The largest infrastructure schemes, including Hinkley Point C, fall under Bouygues Travaux Publics.

Mr Sow said Bouygues UK was more focused on schemes such as train station refurbishments and projects supporting major infrastructure.

Other areas of construction include retail, working for the likes of Tesco, Marks and Spencer and Morrison.

Bouygues UK is also in commercial, with a project in London’s financial district, and is looking for other opportunities in big UK cities, Mr Sow added.

But he said: “The market we are most interested in is housing.”

He said the company was the fourth or fifth biggest provider of social housing in the country, but did not give a current completion figure.

Construction

London & South East – headed up by MD Arnaud Bekaert and based at Bouygues UK’s headquarters in Waterloo, the region also leads on major projects across the UK.

Western – Rob Bradley, MD, leads the region, including for housing projects, from offices in Bristol, Plymouth, Swansea and Cardiff.

Central South – Regional director Dave Cook covers Hampshire to South West London, based in Portsmouth, Hampshire.

Central North – Regional director Cliff Thomas covers Cambridgeshire, Oxfordshire, North and West London, based in Abingdon, Oxfordshire.

Housing

Central – Regional director Mikel Berrebi, based in Abingdon, covers Portsmouth to Oxford, is based in with ambitions to grow along the M1 and M11 corridors towards Cambridge.

London & South East – Led by MD Graham Brown and divided into two core teams.

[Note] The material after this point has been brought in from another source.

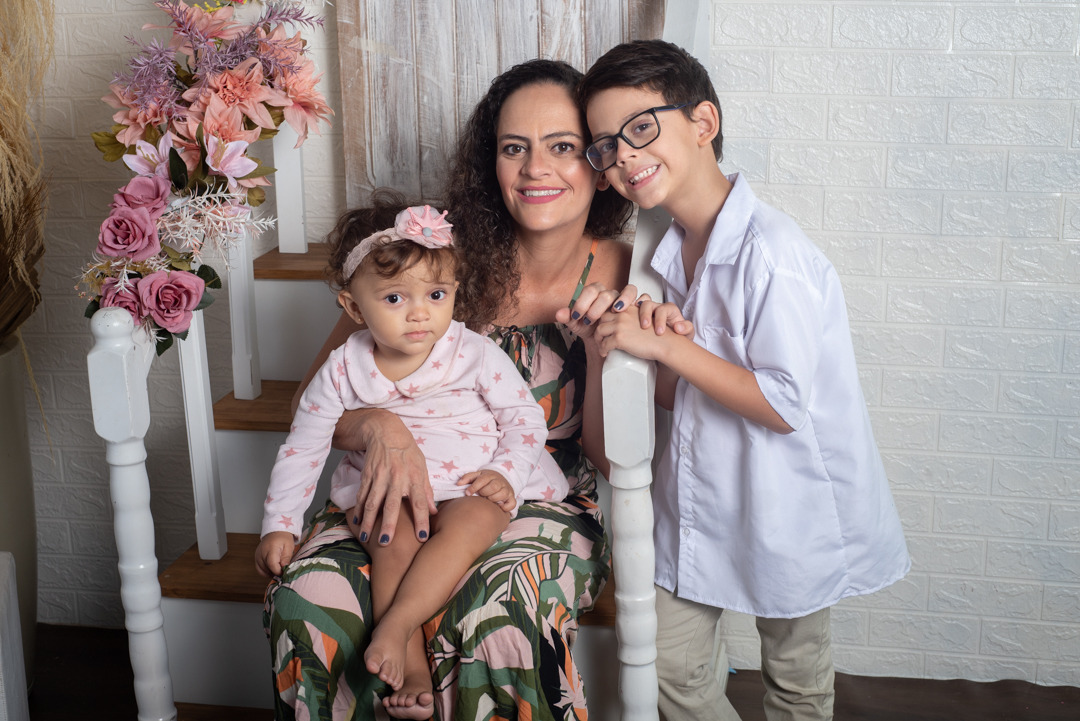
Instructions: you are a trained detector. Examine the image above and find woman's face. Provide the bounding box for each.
[495,83,603,239]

London, headed up by regional director, John Campion, based from the Bouygues UK Headquarters in Waterloo and South East, headed up by regional director, Nick Brown, based in Sittingbourne, Kent and focusing on an area covering the outer London Boroughs, Kent, Essex, Surrey and Sussex.

Bouygues buys

Bouygues UK has a HQ in London with a regional spread of offices, £750 million in turnover, around 130 sites and 1700 people.
Acquisitions began in 2007 with the acquisition of Warings, followed in 2011 with the purchase of a 51 per cent shareholding in the Leadbitter group which incorporates Denne. In 2012, Bouygues Bâtiment International acquired Thomas Vale as well as the remaining 49 percent of the Leadbitter Group.